These conservatively high estimates of pipeline requirements also compare favorably to industry projections of future pipeline capacity additions. Based on a review of a 2018 industry report, titled “North America Midstream Infrastructure through 2035: Significant Development Continues,” investment in midstream infrastructure development is expected to range between $10 to $20 billion per year through 2035. Approximately $5 to $10 billion annually is expected to be invested in natural gas pipelines through 2035. This report also projects that an average of over 1,400 miles of new natural gas pipeline will be built through 2035, which is similar to the approximately 1,670 miles that were built on average from 2013 to 2017. These values are consistent with the average annual expenditure of $5.75 billion on less than 1,800 miles per year of new pipeline construction that would be necessary for the entire operational fleet of existing coal-fired steam generating units to co-fire with natural gas. The actual pipeline investment for this subcategory would be substantially lower.

(C) Compliance Date for Medium-Term Coal-Fired Steam Generating Units

The EPA is finalizing a compliance date for medium-term coal-fired steam generating units of January 1, 2030.

As in the timeline for CCS for the long term coal-fired steam generating units described in section VII.C.1.a.i(E), the EPA assumes here that feasibility work occurs during the state plan development period, and that all subsequent work occurs after the state plan is submitted and thereby effective at the state level. The EPA assumes 12 months of feasibility work for the natural gas pipeline lateral and 6 months of feasibility work for boiler modifications (both to occur over June 2024 to June 2025). As with the feasibility analysis for CCS, the feasibility analysis for co-firing will inform the state plan and therefore it is reasonable to assume units will perform it during the state planning window. Feasibility for the pipeline includes a right-of-way and routing analysis. Feasibility for the boiler modifications includes conceptual studies and design basis.

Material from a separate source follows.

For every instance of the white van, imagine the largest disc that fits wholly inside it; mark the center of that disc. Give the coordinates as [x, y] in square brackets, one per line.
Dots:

The timeline for the natural gas pipeline permitting and construction is based on a review of recently completed permitting approvals and construction.[683] The average time to complete permitting and approval is less than 1.5 years, and the average time to complete actual construction is less than 1 year. Of the 31 reviewed pipeline projects, the vast majority (27 projects) took less than a total of 3 years for permitting and construction, and none took more than 3.5 years. Therefore, it is reasonable to assume that permitting and construction would take no more than 3 years for most sources (June 2026 to June 2029), noting that permitting Start Printed Page 39894 and construction for many sources would be faster.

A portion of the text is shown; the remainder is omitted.